Verdijk's abstracte werk verkent tegenstellingen, symboliek, balans en universaliteit en weerspiegelt zijn passie voor antropologie en (Oosterse) filosofie. Hij merkte bijvoorbeeld op dat de symbolen van oorspronkelijke Amerikanen soms samenvielen met oude Keltische symbolen en het interesseerde hem mateloos dat gemeenschappen die zo ver van elkaar lagen, zowel inhoudelijk als geografisch, toch gebruik maakten van gelijksoortige vormen. De patronen in zijn schilderijen doen soms ook denken aan rotsschilderingen of hiëroglyfen. De veelzijdige en steeds vernieuwende praktijk van de schilder wordt getekend door een immense nieuwsgierigheid. Dat wordt ook gereflecteerd in de mate waarin hij de wereld verkend heeft. Hij bracht onder meer tijd door in Italië, waar hij werkte aan het Centro Internazionale di Sperimentazione Artistiche in Boissano, in Duitsland, waar hij een residentieprogramma afrondde in Villa Waldberta, maar ook in Frankrijk, Portugal, de Verenigde Staten en verschillende Afrikaanse landen.

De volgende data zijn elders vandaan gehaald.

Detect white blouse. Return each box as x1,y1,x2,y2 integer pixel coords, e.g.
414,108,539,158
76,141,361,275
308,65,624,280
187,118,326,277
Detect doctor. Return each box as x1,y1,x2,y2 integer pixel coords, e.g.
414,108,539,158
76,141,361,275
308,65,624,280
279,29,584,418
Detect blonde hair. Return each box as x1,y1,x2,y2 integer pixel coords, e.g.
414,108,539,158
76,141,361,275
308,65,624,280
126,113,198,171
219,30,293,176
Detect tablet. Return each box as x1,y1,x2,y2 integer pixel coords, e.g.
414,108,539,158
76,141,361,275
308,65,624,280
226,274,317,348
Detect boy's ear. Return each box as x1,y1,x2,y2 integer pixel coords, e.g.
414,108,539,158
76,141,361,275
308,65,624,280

Concreet betekent dit dat zijn praktijk zich moeilijk laat categoriseren, omdat die continu evolueerde en groeide als gevolg van nieuwe invloeden en ontmoetingen. In zijn werken op papier en doek vond hij een unieke balans tussen vorm, kleur en ruimte. In de jaren '50 maakte hij zwarte materieschilderijen, die tot op zekere hoogte de abstracte stromingen van zijn tijd weerspiegelden. Daarna begon hij steeds sterker zijn eigen plan te trekken. Hij experimenteerde graag met verschillende technieken en materialen — van gips en zand tot spuitverf en textiel — en in de jaren '60 onderzocht hij bijvoorbeeld ruimtelijkere structuren, geïnspireerd door pop art en de stedelijke dynamiek.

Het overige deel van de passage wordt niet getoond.